Andrew Badham 2018-12-06 15:02:33
It’s getting hot, uncomfortably hot, and as the temperature rises, you might find your temperament changing with it. Chances are, you’re probably feeling a bit more on edge, a little more agitated, perhaps even a little aggressive. Of course, so is everyone else. After all, they’re baking in the same nationwide sauna as you are; a sauna which is only set to get worse as summer marches on and climate change fuels it on. Of course, it might not be the heat that is shortening your fuse; there are simply so many possible reasons for a foul mood. Maybe it’s your spouse leaving the wet towels on the bed again, or your co-worker messing up those reports again, or maybe those problems only seem like problems in the heat.
Anyone with a dollop of self-awareness knows that when you’re stressed or upset already, the little things in life don’t seem so little. Small irritations and bugbears turn into outrages and injustices. Even if you’re only feeling a little under the weather, the slight shift in mood colours your entire view of the world. The same is true of heat.
This not groundbreaking news either. In 1986 a research team analysed the frequency of angry honking at traffic lights. As you might have expected, the honking increased in warmer weather, especially if the driver had no aircon and had to rely on rolling down the window. If you’ve been agitated while driving in the heat, that story might have felt intuitive to you, but it still doesn’t explain why.
The simple reason is that heat activates your alertness. Your heart rate, blood pressure and vigilance rise as more stress hormones like cortisol are produced. It’s why you’re more likely to wake up from a small noise on hot summer’s night than in the dead of winter. Essentially, your body is going into fight or flight mode, which means that we’re going to see a whole lot more scenarios as times to fight or run away; thus, summer grumpiness.
Beyond plain old foul moods, we’re also more likely to make mistakes in hot weather.
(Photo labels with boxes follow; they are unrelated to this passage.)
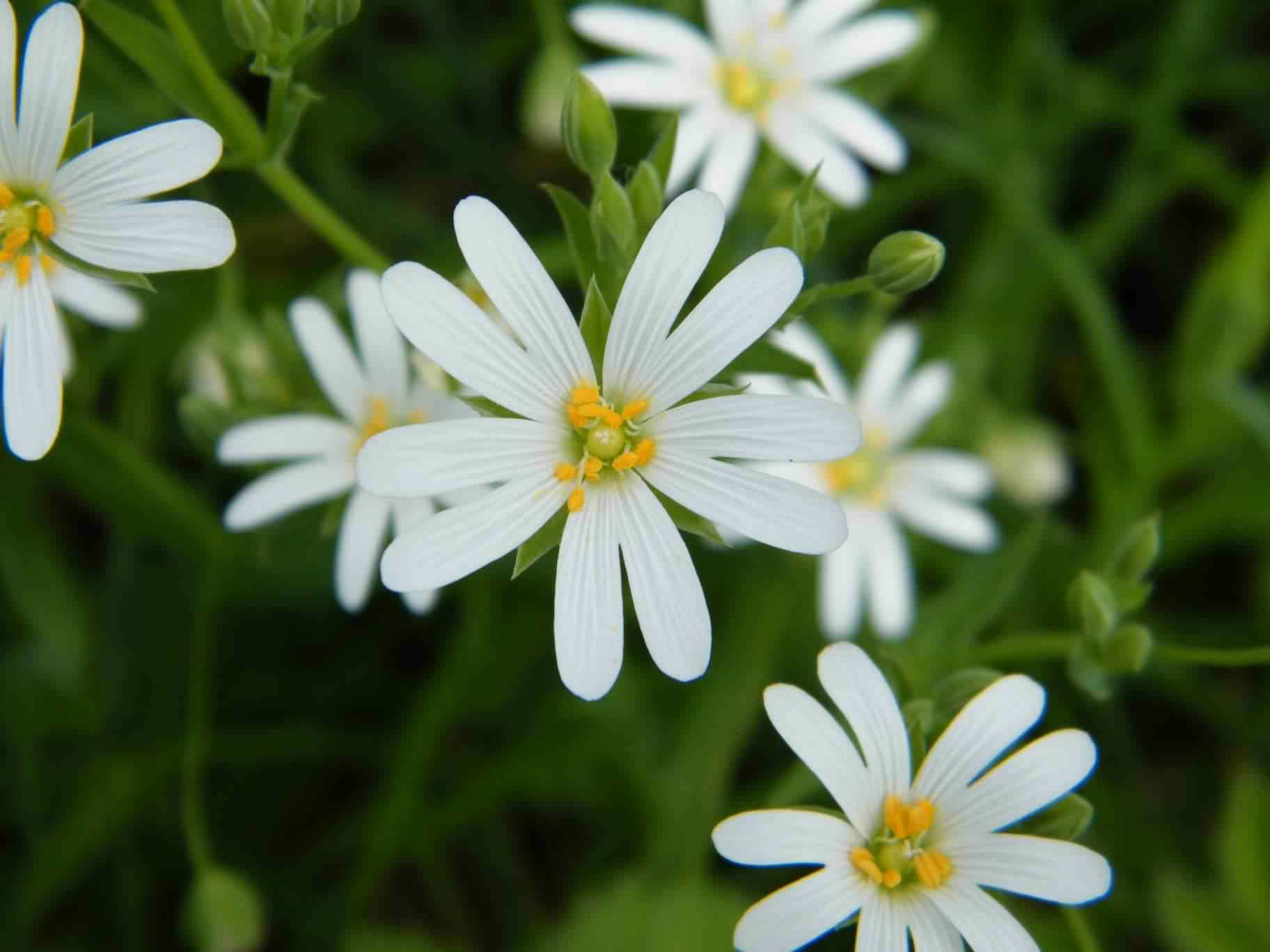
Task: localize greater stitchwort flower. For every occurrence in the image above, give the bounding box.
[0,0,234,459]
[358,191,859,698]
[572,0,920,208]
[217,271,475,612]
[714,645,1111,952]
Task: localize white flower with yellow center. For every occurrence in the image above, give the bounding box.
[358,191,859,698]
[0,0,234,459]
[714,644,1111,952]
[570,0,920,208]
[217,271,475,612]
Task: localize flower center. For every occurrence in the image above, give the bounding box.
[555,383,657,513]
[851,796,952,890]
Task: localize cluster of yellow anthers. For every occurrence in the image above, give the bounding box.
[555,386,657,513]
[0,183,56,285]
[851,796,952,890]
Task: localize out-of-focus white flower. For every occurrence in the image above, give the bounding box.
[570,0,920,208]
[714,645,1111,952]
[358,191,859,699]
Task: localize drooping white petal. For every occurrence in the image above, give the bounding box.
[615,473,710,681]
[801,86,908,171]
[644,248,803,414]
[225,459,353,532]
[216,414,357,463]
[336,489,390,612]
[762,684,886,832]
[13,3,84,187]
[291,297,371,427]
[455,196,595,393]
[817,642,912,802]
[648,393,860,461]
[801,10,922,83]
[52,119,221,207]
[603,191,724,401]
[357,416,565,499]
[345,268,409,413]
[640,447,847,555]
[569,3,714,68]
[913,674,1045,804]
[941,833,1111,905]
[381,262,567,422]
[0,268,65,459]
[732,864,869,952]
[710,807,865,866]
[379,473,569,592]
[56,202,234,274]
[940,730,1099,838]
[555,487,622,701]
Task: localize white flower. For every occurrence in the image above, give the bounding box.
[0,0,234,459]
[714,644,1111,952]
[358,191,859,698]
[570,0,920,208]
[755,324,997,638]
[217,271,475,612]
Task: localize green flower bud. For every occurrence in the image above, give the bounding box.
[560,72,617,179]
[869,231,943,294]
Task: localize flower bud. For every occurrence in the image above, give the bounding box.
[869,231,943,294]
[560,72,617,179]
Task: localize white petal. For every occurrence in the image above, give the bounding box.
[763,106,869,208]
[581,60,706,109]
[940,730,1099,836]
[216,414,357,463]
[817,642,912,802]
[648,393,860,462]
[52,119,221,207]
[48,267,141,328]
[336,489,389,612]
[291,297,371,427]
[732,866,870,952]
[913,674,1045,804]
[0,267,65,459]
[13,3,84,187]
[645,248,803,414]
[801,10,922,83]
[803,86,908,171]
[345,268,409,413]
[697,114,758,212]
[857,509,913,641]
[710,807,863,866]
[381,262,565,422]
[357,416,565,499]
[56,202,234,274]
[941,833,1111,905]
[640,447,847,555]
[891,485,998,552]
[225,459,353,532]
[615,473,710,681]
[569,3,714,68]
[379,473,569,592]
[555,487,622,701]
[604,191,724,399]
[762,684,886,832]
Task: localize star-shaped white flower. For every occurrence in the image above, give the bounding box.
[714,644,1111,952]
[217,271,475,612]
[358,191,859,698]
[570,0,920,208]
[0,0,234,459]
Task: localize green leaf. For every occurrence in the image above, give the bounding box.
[512,507,569,579]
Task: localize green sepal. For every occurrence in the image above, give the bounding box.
[36,239,155,292]
[512,507,569,579]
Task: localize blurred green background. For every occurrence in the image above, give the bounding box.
[0,0,1270,952]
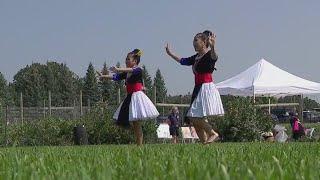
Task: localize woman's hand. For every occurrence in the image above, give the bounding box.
[110,66,119,73]
[165,43,181,62]
[208,34,216,48]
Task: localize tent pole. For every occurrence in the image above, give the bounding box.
[253,86,256,104]
[299,94,304,122]
[269,95,271,114]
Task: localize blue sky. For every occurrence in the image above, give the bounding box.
[0,0,320,98]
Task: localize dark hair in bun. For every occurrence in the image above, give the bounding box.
[129,49,142,64]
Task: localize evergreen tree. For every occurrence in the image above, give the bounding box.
[153,69,167,103]
[142,65,153,99]
[83,62,100,106]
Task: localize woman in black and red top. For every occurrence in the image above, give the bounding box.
[100,49,159,145]
[166,31,224,144]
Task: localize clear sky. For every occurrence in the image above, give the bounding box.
[0,0,320,98]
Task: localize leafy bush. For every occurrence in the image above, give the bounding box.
[211,97,274,142]
[0,104,157,146]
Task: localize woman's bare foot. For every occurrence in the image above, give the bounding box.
[205,133,219,144]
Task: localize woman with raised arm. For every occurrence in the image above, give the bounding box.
[99,49,159,145]
[166,30,224,144]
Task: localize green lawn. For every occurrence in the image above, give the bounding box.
[0,143,320,179]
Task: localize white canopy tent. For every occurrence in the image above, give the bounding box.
[217,59,320,119]
[217,59,320,97]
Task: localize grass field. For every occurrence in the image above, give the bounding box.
[0,143,320,179]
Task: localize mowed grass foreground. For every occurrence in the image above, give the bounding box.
[0,143,320,179]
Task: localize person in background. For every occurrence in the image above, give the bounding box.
[168,107,180,144]
[289,112,305,140]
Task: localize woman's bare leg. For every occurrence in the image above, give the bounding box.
[199,118,219,143]
[132,121,143,146]
[191,118,207,143]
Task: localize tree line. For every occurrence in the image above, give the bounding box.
[0,61,167,107]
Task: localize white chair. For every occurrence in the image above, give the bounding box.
[305,128,315,139]
[157,123,172,143]
[181,127,199,143]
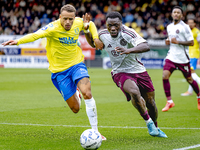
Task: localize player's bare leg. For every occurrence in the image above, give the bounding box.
[142,91,158,127]
[186,77,200,110]
[66,93,80,113]
[162,70,175,112]
[142,91,167,138]
[77,77,106,140]
[123,79,159,136]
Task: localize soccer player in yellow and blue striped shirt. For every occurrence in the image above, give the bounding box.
[181,18,200,99]
[2,4,106,140]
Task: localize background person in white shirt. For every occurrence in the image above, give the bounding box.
[162,6,200,112]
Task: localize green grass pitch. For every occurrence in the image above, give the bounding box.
[0,68,200,150]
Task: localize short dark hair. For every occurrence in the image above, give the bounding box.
[106,11,122,21]
[172,6,183,14]
[60,4,76,13]
[187,17,197,23]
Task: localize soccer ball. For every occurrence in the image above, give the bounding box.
[80,129,102,149]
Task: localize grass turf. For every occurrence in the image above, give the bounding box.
[0,68,200,150]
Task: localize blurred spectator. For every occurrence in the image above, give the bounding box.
[0,0,200,38]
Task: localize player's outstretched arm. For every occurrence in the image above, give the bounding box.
[2,40,18,46]
[82,13,103,49]
[171,37,194,46]
[115,42,150,55]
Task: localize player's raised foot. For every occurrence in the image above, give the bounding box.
[162,102,175,112]
[76,88,82,106]
[147,119,159,136]
[101,135,107,141]
[197,96,200,110]
[181,91,192,96]
[155,128,167,138]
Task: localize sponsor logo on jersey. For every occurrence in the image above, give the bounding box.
[48,23,53,27]
[59,37,77,45]
[41,26,48,30]
[111,50,119,57]
[74,28,79,35]
[120,39,127,46]
[108,44,112,48]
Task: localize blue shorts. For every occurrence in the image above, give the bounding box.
[190,58,198,70]
[51,63,89,101]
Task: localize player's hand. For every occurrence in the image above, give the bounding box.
[115,47,131,55]
[82,13,91,30]
[94,39,104,50]
[165,38,170,45]
[171,37,178,44]
[2,40,17,46]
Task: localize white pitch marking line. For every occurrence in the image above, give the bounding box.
[0,123,200,130]
[173,144,200,150]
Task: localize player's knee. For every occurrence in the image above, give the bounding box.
[129,89,141,101]
[186,77,193,84]
[71,108,80,114]
[82,91,92,99]
[162,71,170,80]
[70,105,80,114]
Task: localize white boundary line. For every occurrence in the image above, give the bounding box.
[173,144,200,150]
[0,123,200,130]
[0,123,200,150]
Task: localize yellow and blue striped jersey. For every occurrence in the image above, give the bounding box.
[17,17,98,73]
[189,28,200,59]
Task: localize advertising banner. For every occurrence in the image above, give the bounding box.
[0,55,49,68]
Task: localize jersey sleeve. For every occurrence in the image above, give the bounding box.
[17,26,50,45]
[130,31,146,47]
[183,25,194,41]
[197,30,200,42]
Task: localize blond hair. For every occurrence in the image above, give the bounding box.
[60,4,76,13]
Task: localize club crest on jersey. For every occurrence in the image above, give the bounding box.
[59,37,77,45]
[74,28,79,35]
[120,39,127,46]
[108,44,112,48]
[111,50,119,57]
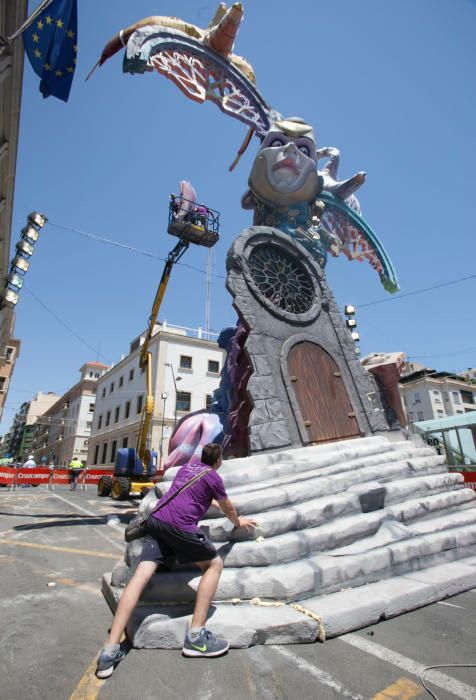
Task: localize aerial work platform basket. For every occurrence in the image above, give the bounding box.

Another study found that heat impaired cognition but increased reaction times. In other words, hot and flustered people were more likely to act rashly and inaccurately.
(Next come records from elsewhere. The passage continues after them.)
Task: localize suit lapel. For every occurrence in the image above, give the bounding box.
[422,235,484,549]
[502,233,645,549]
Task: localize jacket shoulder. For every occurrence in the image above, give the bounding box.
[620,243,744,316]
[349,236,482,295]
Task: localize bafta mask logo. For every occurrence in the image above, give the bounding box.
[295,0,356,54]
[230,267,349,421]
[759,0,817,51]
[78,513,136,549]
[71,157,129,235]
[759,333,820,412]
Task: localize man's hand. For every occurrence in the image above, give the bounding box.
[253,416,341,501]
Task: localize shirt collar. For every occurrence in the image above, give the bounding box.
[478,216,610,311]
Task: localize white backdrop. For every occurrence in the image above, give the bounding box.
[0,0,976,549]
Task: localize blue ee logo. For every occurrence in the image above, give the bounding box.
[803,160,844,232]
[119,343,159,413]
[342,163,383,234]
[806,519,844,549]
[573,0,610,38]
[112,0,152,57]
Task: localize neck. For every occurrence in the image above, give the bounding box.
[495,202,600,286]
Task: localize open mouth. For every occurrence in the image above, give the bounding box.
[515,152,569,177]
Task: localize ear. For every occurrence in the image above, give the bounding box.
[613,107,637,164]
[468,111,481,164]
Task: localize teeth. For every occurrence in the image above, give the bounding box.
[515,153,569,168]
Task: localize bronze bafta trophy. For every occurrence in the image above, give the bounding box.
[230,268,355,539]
The wonderful thing about realising that it is the soaring temperatures and not your colleague that is stoking your rage is that it’s simple to fix. Find a way to cool down your core temperature. Simply blowing air on your skin doesn’t often do the trick. Rather, try to cool down your head and neck with a cool cloth. Those are both areas which lose heat quickly, so it will speed up the process.
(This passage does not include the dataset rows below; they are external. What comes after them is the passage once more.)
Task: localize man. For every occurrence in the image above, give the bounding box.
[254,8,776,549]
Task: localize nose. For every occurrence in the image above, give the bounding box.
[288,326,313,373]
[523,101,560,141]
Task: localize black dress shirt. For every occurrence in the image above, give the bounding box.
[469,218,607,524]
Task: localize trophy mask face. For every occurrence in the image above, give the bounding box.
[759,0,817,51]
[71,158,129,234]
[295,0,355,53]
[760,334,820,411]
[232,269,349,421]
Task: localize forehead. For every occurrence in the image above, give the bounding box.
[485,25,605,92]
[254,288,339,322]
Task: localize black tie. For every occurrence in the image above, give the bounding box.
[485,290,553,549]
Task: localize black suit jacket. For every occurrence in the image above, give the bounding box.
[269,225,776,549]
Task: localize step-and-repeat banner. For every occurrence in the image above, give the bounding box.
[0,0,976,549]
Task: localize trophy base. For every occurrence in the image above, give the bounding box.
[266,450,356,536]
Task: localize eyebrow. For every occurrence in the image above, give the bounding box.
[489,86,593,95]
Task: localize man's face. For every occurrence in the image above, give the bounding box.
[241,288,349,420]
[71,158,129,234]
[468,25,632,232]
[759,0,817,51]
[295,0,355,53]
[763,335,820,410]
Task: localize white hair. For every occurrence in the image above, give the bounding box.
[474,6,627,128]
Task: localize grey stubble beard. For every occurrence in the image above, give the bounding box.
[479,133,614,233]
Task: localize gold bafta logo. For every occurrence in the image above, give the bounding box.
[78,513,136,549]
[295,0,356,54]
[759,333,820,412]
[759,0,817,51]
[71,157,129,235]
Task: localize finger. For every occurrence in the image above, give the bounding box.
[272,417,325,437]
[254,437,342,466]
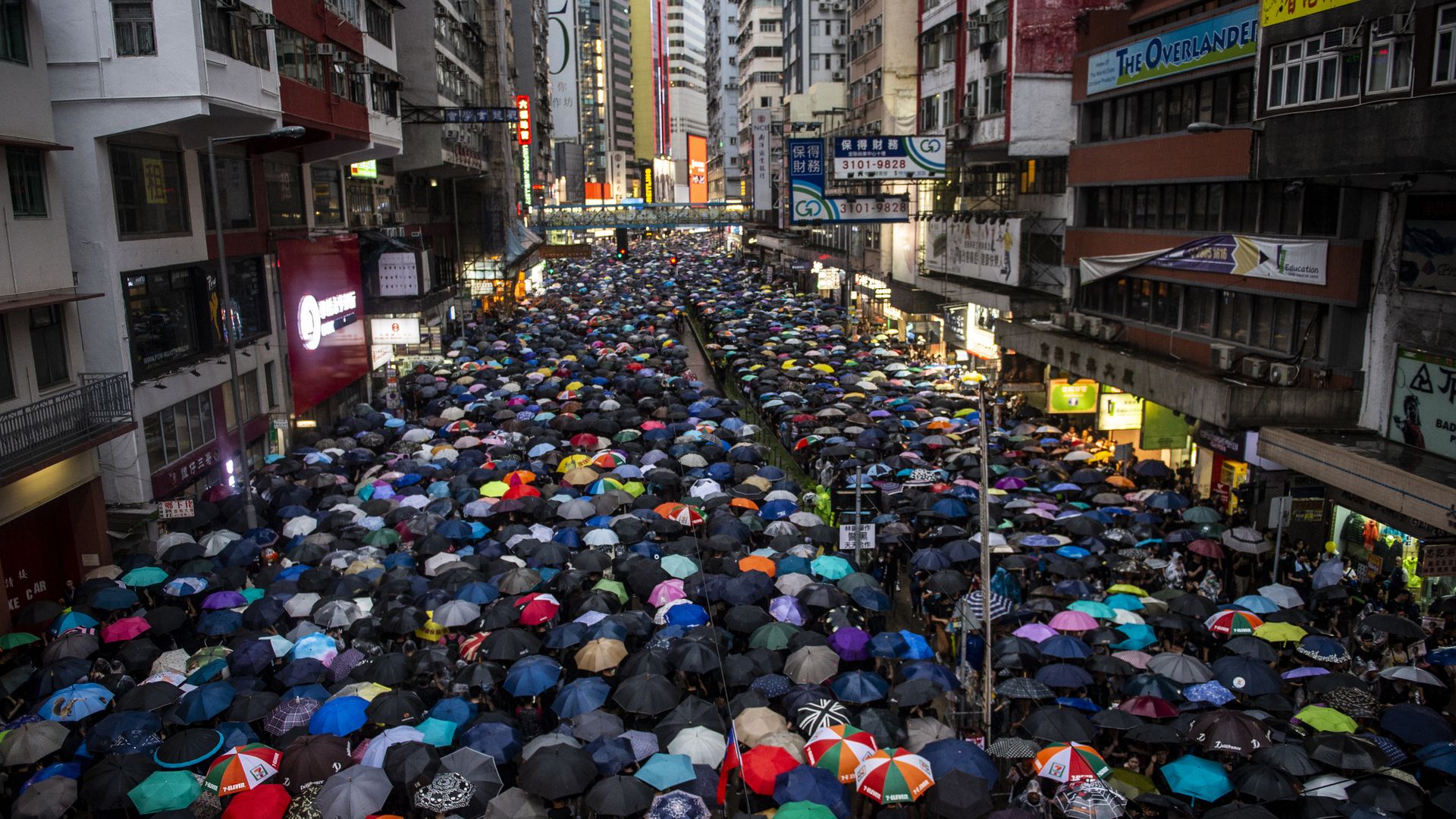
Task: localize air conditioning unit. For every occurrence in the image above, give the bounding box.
[1320,27,1360,51]
[1209,344,1233,373]
[1269,362,1299,386]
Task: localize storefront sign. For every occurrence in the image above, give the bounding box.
[1097,386,1143,431]
[157,500,193,520]
[1081,233,1329,286]
[1386,347,1456,457]
[1260,0,1360,28]
[1046,379,1098,416]
[1138,400,1188,449]
[369,316,419,344]
[1087,6,1260,95]
[278,234,370,414]
[833,137,945,179]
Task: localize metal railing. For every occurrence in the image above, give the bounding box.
[0,373,133,476]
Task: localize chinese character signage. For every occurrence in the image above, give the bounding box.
[1386,347,1456,459]
[831,137,945,179]
[1087,6,1260,95]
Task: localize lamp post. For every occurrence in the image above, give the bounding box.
[207,125,307,529]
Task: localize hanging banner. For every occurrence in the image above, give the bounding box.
[833,137,945,179]
[1087,6,1260,95]
[748,108,774,210]
[546,0,581,140]
[1081,233,1329,286]
[1385,347,1456,457]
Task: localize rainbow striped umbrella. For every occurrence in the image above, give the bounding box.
[855,748,935,805]
[804,726,877,784]
[1031,742,1111,783]
[1203,609,1264,637]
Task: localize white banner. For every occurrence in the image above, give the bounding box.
[369,318,419,344]
[1081,233,1329,286]
[945,218,1021,286]
[748,108,774,210]
[378,253,419,296]
[546,0,581,140]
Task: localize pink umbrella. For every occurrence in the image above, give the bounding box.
[1012,623,1057,642]
[100,617,152,642]
[646,577,687,606]
[1051,609,1097,631]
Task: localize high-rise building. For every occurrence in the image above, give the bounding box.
[706,0,742,201]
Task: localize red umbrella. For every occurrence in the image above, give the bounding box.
[742,745,799,795]
[223,786,293,819]
[1119,695,1178,720]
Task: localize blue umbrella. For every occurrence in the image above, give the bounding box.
[309,697,369,736]
[633,752,695,790]
[551,676,611,720]
[460,723,522,762]
[830,672,890,702]
[920,739,1000,787]
[505,652,562,697]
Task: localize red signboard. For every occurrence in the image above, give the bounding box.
[278,234,370,413]
[516,93,532,146]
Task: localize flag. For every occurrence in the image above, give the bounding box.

Of course, there may be scenarios where you can’t cool yourself down and you simply have to sweat it out. In those cases, it’s important to remind yourself that the way you feel may be more a result of the weather than the social climate. When we know that our anger or frustration is not directed at anyone or anything, it’s easier to manage. More importantly, hopefully, that knowledge will stop us from having a rash, heat-induced conversation with someone that does some real damage. So remember, sometimes keeping a cool head means literally keeping a cool head.